View Full Version : New Jay's Alt Relocationkit
DBMajik
03-28-2007, 02:28 PM
Can someone buy this newb a clue? Jay has some very nice products and doesn't make crap. So he has some blinging dump tubes, who else even offers them?
Hey, if you want to use home depot parts on your car, that's your perogative. Obviously not mine.
rst95eclipse
03-28-2007, 03:12 PM
See the bar on the top? That's the tensioner.
I'm not a fuckin' idiot. You obviously didn't read my post right. Additionally, you must not have a clue as to how the belt system works on a 4g63. The alternator and water pump are ran off the same belt. If you take away the alternator, you don't have a tensioner for that belt and it must be shortened. Otherwise, you'll have to rig up a separate tensioner that can run that huge belt (which doesn't need to be that long).

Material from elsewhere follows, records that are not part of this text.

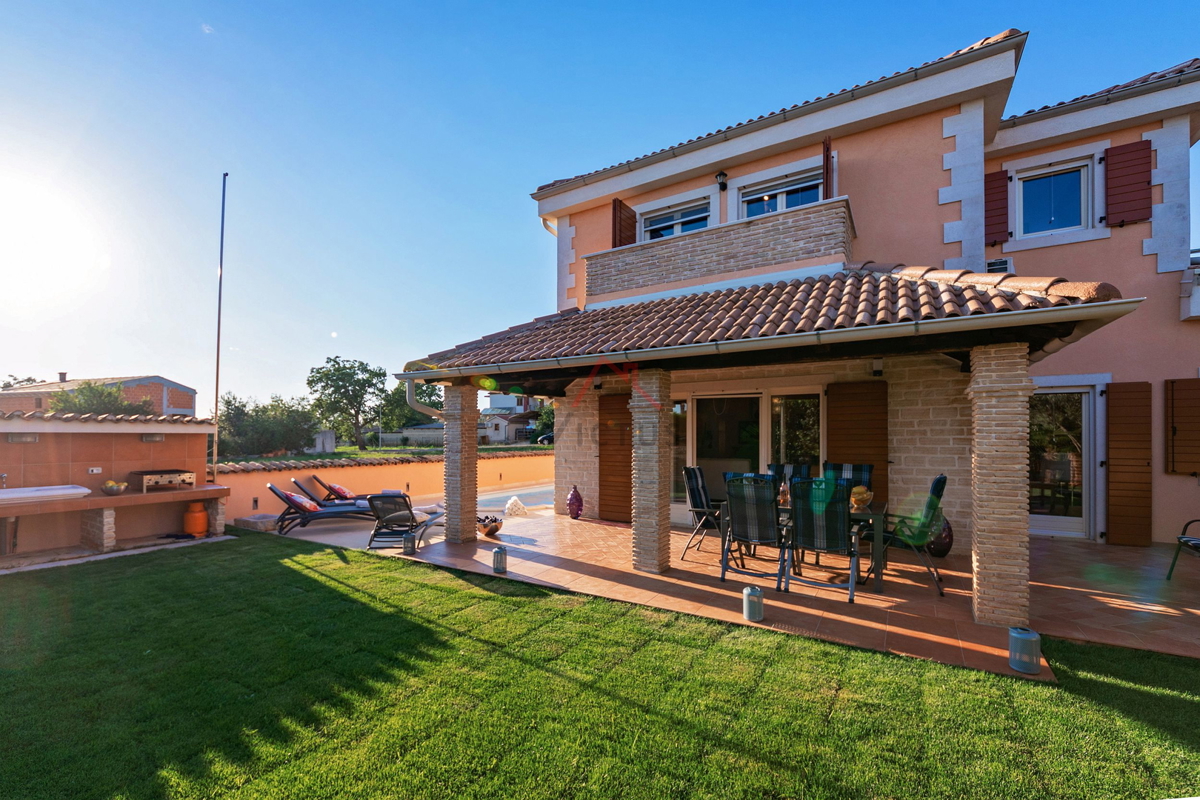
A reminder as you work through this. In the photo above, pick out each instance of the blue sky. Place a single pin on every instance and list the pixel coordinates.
(382, 157)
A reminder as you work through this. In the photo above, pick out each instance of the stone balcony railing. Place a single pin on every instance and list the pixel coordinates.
(822, 230)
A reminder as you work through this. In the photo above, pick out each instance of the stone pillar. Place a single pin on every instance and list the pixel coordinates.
(1000, 391)
(653, 433)
(461, 441)
(97, 529)
(215, 507)
(577, 446)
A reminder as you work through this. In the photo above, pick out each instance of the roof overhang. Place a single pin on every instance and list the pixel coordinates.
(985, 72)
(1066, 324)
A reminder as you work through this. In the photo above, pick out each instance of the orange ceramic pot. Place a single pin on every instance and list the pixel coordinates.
(196, 519)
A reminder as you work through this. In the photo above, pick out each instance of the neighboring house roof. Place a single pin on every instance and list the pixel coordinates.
(863, 296)
(1188, 70)
(73, 384)
(58, 416)
(784, 112)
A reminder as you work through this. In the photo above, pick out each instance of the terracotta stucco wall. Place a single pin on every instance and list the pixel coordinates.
(423, 480)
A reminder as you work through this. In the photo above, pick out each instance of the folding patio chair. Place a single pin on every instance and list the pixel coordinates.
(705, 511)
(821, 523)
(753, 519)
(1191, 543)
(300, 511)
(395, 517)
(915, 531)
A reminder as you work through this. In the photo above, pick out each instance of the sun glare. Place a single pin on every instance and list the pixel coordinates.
(52, 251)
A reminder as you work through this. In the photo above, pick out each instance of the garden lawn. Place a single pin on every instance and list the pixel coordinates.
(269, 667)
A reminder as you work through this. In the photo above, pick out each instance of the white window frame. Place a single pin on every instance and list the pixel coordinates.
(735, 208)
(1089, 157)
(678, 203)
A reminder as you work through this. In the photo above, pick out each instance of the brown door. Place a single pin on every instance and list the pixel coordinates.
(616, 458)
(857, 428)
(1129, 471)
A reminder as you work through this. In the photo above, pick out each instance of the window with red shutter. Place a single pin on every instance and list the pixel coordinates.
(1127, 184)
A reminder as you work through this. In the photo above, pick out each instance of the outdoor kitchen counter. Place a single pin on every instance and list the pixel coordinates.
(101, 500)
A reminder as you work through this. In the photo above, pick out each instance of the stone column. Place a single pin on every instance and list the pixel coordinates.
(461, 417)
(1000, 391)
(577, 446)
(97, 529)
(215, 507)
(651, 405)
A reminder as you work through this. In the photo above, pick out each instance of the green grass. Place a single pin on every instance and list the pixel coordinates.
(270, 667)
(351, 451)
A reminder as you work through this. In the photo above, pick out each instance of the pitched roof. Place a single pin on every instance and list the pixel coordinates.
(771, 115)
(1189, 68)
(58, 416)
(73, 384)
(865, 295)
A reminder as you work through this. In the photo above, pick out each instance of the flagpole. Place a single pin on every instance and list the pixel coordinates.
(216, 391)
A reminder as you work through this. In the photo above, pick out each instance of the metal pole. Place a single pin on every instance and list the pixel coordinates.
(216, 389)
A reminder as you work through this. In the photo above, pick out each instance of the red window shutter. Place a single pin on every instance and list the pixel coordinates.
(995, 208)
(1131, 477)
(624, 224)
(1127, 184)
(827, 169)
(857, 428)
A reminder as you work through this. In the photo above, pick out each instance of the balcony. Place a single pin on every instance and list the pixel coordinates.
(817, 233)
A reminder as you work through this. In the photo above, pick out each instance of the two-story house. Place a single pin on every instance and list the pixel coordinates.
(895, 274)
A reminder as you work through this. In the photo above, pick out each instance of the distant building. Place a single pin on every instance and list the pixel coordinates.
(166, 396)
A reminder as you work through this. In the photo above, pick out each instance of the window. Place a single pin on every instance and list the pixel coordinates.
(671, 223)
(790, 193)
(1053, 199)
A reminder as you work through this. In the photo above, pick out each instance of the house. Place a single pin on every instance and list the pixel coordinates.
(903, 274)
(167, 397)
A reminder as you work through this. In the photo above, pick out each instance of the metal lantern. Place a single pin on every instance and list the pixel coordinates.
(751, 603)
(1024, 650)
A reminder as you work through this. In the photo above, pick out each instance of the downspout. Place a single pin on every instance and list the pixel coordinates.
(417, 405)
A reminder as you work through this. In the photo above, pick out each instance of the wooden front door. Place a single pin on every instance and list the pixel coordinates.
(616, 458)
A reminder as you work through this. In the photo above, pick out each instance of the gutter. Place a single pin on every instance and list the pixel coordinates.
(1098, 313)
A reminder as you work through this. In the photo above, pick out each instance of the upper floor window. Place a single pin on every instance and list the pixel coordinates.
(1053, 199)
(779, 196)
(669, 223)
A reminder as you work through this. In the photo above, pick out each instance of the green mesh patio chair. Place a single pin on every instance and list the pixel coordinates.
(821, 523)
(751, 519)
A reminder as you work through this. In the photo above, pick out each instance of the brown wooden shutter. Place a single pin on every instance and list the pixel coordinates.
(624, 224)
(827, 169)
(1128, 464)
(1127, 184)
(1183, 426)
(857, 428)
(616, 468)
(995, 204)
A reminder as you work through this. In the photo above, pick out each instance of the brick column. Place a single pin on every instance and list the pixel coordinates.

As for the dump tube, I've seen worse. At least it's being dumped elsewhere, besides the engine bay. You can always make your own flange or grind off the flames.
Hey, if you want to use home depot parts on your car, that's your perogative. Obviously not mine.
How do you expect to make a universal kit without a flex pipe? It is also 304SS, not aluminum from Home Depot. Besides, we aren't even talking about the dump tubes. If you think a CNC'd alternator relocating kit with Heim links for adjustment is ghetto, then you need to quit hanging out with the Honda guys.:nod:
Goat Blower
03-28-2007, 03:43 PM
See the bar on the top? That's the tensioner.
Stuff on that site looks ghettoooo.
example: http://www.jayracing.com/index.php?main_page=product_info&cPath=1&products_id=20
Hey, welcome to DSM's. Ghetto sells.:banana:
Pushit2.0
03-28-2007, 06:43 PM
If they moved the alternator belt to the AC part of the pulley you would just need to buy a 4 cog belt that is exactly the right length, then no tensioner is needed. Can someone link/host some of the pics, for some reason my computer will not load the website.
~John
Halon
03-28-2007, 07:31 PM
http://www.jayracing.com/images/products/ARK-1%20004.jpg
Goat Blower
03-29-2007, 12:03 AM
It uses the same alternator groove of the crank pulley, you need a tensioner. Mine squeals at start up because the Buschur style only uses a bolt to push the alternator away from the block instead of solidly locating it like this adjustable arm. I gotta check to see if that upper arm gets in the way of the 2.4 knock sensor hole though.
Good call Steve, it looks like it is screwed into the 2.4l knock sensor location.
rst95eclipse
03-29-2007, 11:26 AM
If they moved the alternator belt to the AC part of the pulley you would just need to buy a 4 cog belt that is exactly the right length, then no tensioner is needed. Can someone link/host some of the pics, for some reason my computer will not load the website.
How could you get the belt to the correct tension without a tensioner? Just by pulling the crank pulley down as hard as can be and bolt it down? Don't belts heat up and stretch?